8/ "Nous avons augmenté de 70 % depuis 2007 le nombre de places en maison de retraite."
L'affirmation est, là encore, rapide. Et inexacte. Le plan "solidarité grand âge" mis en place en 2006 (et non durant ce quinquennat), prévoit la création, en six ans, de 90 000 places d'hébergement au total, dont 37 500 dans des établissements spécialisés (EHPAD). Mais comme le rappelle une note du Sénat en marge du projet de loi de financement 2012 de la sécurité sociale, ce nombre de places est théorique : "Les créations de places en EHPAD d'ores et déjà autorisées atteignent l'objectif fixé sur la période 2007-2012, mais on constate un écart considérable entre places autorisées et places réellement installées. Du fait des délais de réalisation, compris entre trois et cinq ans, seules 11 000 places nouvelles en EHPAD avaient été effectivement installées sur la période 2007-2010, soit environ 40 % des créations de places autorisées sur la même période."

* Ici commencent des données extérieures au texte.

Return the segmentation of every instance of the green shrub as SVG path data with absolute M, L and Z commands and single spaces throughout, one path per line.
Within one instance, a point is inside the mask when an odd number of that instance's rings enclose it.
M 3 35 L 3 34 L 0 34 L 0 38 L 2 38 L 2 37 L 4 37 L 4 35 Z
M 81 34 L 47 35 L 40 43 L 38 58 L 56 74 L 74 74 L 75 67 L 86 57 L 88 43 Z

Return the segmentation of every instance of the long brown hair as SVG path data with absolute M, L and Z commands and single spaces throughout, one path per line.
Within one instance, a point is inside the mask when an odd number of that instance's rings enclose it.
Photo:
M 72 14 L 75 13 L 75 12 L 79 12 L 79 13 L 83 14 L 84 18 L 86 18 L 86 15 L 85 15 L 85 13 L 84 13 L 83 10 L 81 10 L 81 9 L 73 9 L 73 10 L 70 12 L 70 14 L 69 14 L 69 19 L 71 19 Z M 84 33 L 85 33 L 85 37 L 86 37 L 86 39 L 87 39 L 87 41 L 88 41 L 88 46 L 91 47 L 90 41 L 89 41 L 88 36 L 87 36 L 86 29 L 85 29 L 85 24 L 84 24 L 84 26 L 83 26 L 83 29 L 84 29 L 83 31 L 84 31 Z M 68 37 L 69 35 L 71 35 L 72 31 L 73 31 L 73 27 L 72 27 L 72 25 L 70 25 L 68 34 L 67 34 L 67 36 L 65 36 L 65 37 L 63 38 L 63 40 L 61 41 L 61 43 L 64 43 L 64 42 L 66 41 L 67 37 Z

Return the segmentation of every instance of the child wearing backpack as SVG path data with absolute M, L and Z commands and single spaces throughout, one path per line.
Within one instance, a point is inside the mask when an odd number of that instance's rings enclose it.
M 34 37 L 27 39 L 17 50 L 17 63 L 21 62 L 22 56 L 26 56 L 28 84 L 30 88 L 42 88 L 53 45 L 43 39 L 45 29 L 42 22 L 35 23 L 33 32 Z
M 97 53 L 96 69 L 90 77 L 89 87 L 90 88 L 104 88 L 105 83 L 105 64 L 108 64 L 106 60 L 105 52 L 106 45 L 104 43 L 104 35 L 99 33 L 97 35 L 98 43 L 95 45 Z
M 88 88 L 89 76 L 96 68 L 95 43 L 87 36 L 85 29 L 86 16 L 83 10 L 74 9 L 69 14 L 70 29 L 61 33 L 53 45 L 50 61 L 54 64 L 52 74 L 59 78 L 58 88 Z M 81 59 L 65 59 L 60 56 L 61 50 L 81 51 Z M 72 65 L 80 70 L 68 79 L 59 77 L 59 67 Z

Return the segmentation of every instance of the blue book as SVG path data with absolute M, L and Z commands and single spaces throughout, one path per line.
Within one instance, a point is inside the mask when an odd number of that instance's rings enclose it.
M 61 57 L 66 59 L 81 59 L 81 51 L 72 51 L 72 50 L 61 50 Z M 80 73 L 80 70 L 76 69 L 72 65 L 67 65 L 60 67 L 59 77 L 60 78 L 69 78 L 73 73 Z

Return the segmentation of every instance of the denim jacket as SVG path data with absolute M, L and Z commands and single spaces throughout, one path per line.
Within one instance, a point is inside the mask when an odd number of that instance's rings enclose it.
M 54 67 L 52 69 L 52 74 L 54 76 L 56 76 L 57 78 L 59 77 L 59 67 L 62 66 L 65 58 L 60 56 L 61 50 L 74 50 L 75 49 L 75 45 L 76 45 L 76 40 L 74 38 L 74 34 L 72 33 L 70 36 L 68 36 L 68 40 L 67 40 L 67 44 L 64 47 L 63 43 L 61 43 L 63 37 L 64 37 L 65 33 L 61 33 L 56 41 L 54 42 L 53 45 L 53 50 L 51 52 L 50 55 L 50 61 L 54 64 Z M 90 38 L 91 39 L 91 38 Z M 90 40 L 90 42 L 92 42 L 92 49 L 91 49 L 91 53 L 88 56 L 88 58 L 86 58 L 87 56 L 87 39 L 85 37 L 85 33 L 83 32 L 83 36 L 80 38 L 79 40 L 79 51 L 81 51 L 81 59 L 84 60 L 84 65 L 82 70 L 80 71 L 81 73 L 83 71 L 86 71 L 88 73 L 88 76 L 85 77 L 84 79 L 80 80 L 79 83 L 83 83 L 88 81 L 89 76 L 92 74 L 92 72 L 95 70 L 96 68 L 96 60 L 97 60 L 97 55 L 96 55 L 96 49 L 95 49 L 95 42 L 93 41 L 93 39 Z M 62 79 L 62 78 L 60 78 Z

Même en prenant les chiffres théoriques de construction, soit 42 223 en cinq ans, on passe dont de 515 000 places médicalisées en 2007 à 557 223 en 2012. Soit 7,5 % de hausse et non 70%.
9/ "50 % des crimes et délits sont le fait de 5 % des criminels"
L'affirmation n'est pas neuve dans la bouche de Nicolas Sarkozy . Il l'avait déjà évoquée en 2007, lors d'une émission sur France 2. Selon l'enquête du Monde à l'époque, le chiffre s'appuie en fait sur une étude menée par le sociologue Sébastian Roché en 2001, et reprise dans un rapport sénatorial.
Mais le sociologue contestait, à l'époque, l'interprétation de M. Sarkozy : "J'ai parlé de 5 % d'une classe d'âge et non de 5 % des délinquants qui ont déjà commis un délit", expliquait-il au Monde. "Si on prend ces derniers, 5 % des auteurs sont responsables de 30 % des délits". L'affirmation de M. Sarkozy est donc erronée.
10/ "Bloquer le prix de l'essence ? De qui se moque t-on ? L'essence augmente du fait des troubles, en raison du contexte international"
Le prix du pétrole brut est pour 30 % dans la composition du prix de l'essence. Et la hausse n'est pas imputable uniquement au "contexte international" de "troubles" : notamment, parce que les barils sont achetés longtemps à l'avance. Certes, le cours subit une tendance haussière depuis plusieurs mois. Mais les associations de défense des consommateurs notent que les marges des distributeurs augmentent régulièrement depuis une dizaine d'années.